En 1740, la seigneurie est achetée par le colonel de Cécille du Régiment de Bruxelles au service de la Reine de Hongrie. La dernière trace que nous avons d’un seigneur d’Achicourt date du 8 juin 1774.

Le village connaît ensuite une histoire calme et ne revoit des soldats qu’en 1814 et 1870, sans dégâts très graves.

En 1815, après le désastre de Waterloo, les alliés logent dans la commune.

LA POPULATION ET L’ECONOMIE A ACHICOURT

 

En 1820, Achicourt compte 1246 habitants. 740 d’entre eux travaillent dont près de 90 % dans l’agriculture (347 hommes et 342 femmes).

La majorité de ces travailleurs de la terre sont des jardiniers (316 hommes et 314 femmes), c'est-à-dire des petits maraîchers, spécialisés dans la production de légumes. Ils se livrent à la culture de leurs jardins avec une infatigable activité, tout au long de l’année. Ces jardiniers approvisionnent le marché d’Arras à dos d’âne. Les femmes accomplissent les travaux délicats, notamment la préparation des légumes avant la vente au marché.

Les légumes, en provenance d’Achicourt sont tellement renommés qu’au temps de la Terreur, Le Bon écrit aux membres du conseil de la commune d’Achicourt qu’il fera raser les maisons si les femmes, les baudets et les provisions cessent un seul jour d’arriver en abondance au marché.

Avec les jardiniers, les cultivateurs forment la deuxième catégorie d’agriculteurs. Parfois confondus aux journaliers, ce sont des exploitants qui cultivent des produits nécessitant moins de soin (céréales, pommes de terre…) et utilisent de plus grandes parcelles de terrain. Ce groupe paraît correspondre à un niveau de vie sensiblement supérieur à celui des jardiniers.

Les journaliers constituent un troisième ensemble. Il s’agit de salariés agricoles sans précision de rôle. En 1856, le salaire journalier d’un ouvrier agricole se monte à 1.50 F alors qu’un kilo de pain coûte 0.26 F. Les domestiques de ferme complètent la liste tandis que les propriétaires et rentiers ne représentent qu’une infime partie des gens vivant de la terre.
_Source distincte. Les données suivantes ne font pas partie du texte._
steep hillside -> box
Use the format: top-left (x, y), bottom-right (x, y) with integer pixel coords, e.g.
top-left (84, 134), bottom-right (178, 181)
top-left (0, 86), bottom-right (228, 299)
Les agriculteurs cultivent : froment, méteil (mélange du seigle et du froment), seigle, avoine, pommes de terre, légumes secs, betteraves, colza, orge et cultures de jardin (carottes, poireaux...). C’est l’orge qui paraît être la céréale la plus répandue à l’époque.
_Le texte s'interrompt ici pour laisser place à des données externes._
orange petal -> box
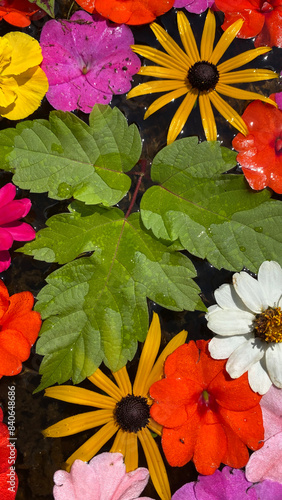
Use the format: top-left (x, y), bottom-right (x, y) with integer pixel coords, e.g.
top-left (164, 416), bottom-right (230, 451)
top-left (0, 329), bottom-right (31, 376)
top-left (219, 404), bottom-right (264, 451)
top-left (161, 412), bottom-right (201, 467)
top-left (210, 370), bottom-right (262, 411)
top-left (193, 421), bottom-right (227, 475)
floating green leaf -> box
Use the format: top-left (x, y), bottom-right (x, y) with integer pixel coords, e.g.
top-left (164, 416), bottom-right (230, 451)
top-left (22, 202), bottom-right (203, 390)
top-left (140, 138), bottom-right (282, 272)
top-left (28, 0), bottom-right (55, 17)
top-left (1, 105), bottom-right (141, 206)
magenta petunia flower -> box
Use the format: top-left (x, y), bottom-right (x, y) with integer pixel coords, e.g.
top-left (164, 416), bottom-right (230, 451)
top-left (173, 0), bottom-right (214, 14)
top-left (40, 11), bottom-right (141, 113)
top-left (0, 183), bottom-right (35, 272)
top-left (171, 466), bottom-right (282, 499)
top-left (53, 452), bottom-right (154, 500)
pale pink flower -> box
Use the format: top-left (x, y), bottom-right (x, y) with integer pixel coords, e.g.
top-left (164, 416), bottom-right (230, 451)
top-left (245, 385), bottom-right (282, 484)
top-left (0, 183), bottom-right (35, 272)
top-left (53, 452), bottom-right (154, 500)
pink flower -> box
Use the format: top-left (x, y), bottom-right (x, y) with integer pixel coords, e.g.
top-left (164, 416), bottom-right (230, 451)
top-left (0, 183), bottom-right (35, 272)
top-left (40, 11), bottom-right (141, 113)
top-left (53, 452), bottom-right (154, 500)
top-left (174, 0), bottom-right (214, 13)
top-left (245, 385), bottom-right (282, 484)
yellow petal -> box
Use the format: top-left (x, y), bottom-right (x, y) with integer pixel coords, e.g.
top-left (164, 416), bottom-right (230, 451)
top-left (127, 79), bottom-right (187, 99)
top-left (177, 10), bottom-right (199, 65)
top-left (208, 90), bottom-right (248, 135)
top-left (148, 418), bottom-right (162, 437)
top-left (218, 46), bottom-right (272, 73)
top-left (219, 68), bottom-right (278, 84)
top-left (2, 32), bottom-right (43, 75)
top-left (210, 18), bottom-right (244, 66)
top-left (138, 427), bottom-right (171, 500)
top-left (110, 428), bottom-right (128, 457)
top-left (151, 21), bottom-right (191, 71)
top-left (199, 93), bottom-right (217, 141)
top-left (146, 329), bottom-right (188, 391)
top-left (131, 45), bottom-right (186, 72)
top-left (43, 409), bottom-right (113, 437)
top-left (0, 38), bottom-right (12, 71)
top-left (167, 90), bottom-right (198, 144)
top-left (0, 76), bottom-right (16, 107)
top-left (0, 66), bottom-right (48, 120)
top-left (65, 420), bottom-right (118, 470)
top-left (124, 432), bottom-right (138, 472)
top-left (44, 386), bottom-right (116, 409)
top-left (113, 366), bottom-right (132, 397)
top-left (133, 313), bottom-right (161, 397)
top-left (144, 86), bottom-right (189, 120)
top-left (216, 82), bottom-right (278, 106)
top-left (201, 9), bottom-right (216, 61)
top-left (138, 66), bottom-right (186, 80)
top-left (89, 368), bottom-right (123, 401)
Les jardins, en bordure du Crinchon, représentent un petit tiers du terroir. La culture abondante de la carotte est notamment produite pour la consommation arrageoise. Cette activité nécessite une main-d’œuvre nombreuse et minutieuse.

Concernant l’outillage agricole, en 1882, on compte 80 charrues simples, 40 houes à cheval, 9 machines à battre.

La presque totalité du reste des habitants exerce un métier artisanal en étroite relation avec les travaux des champs.

En 1820, on dénombre 40 artisans (19 hommes et 21 femmes) dont 2 maréchaux-ferrants, 5 meuniers, 2 tonneliers, 2 charrons et 3 ollieux. Les ollieux travaillent à la fabrication de l’huile à partir du colza et de l’oeillette. En 1851, on recense également 1 tueur de…porcs et en 1872 : 2 bourreliers et 1 faiseur de cercles. En 1820, les cordonniers sont au nombre de 3. Ils sont 7 en 1851 et 9 en 1872. On trouve également des horlogers, des barbiers, des vanniers, des chiffonniers et des serruriers.

La deuxième partie du siècle entraîne l’apparition de nouvelles catégories professionnelles se rattachant à l’industrie et aux transports (chemin de fer).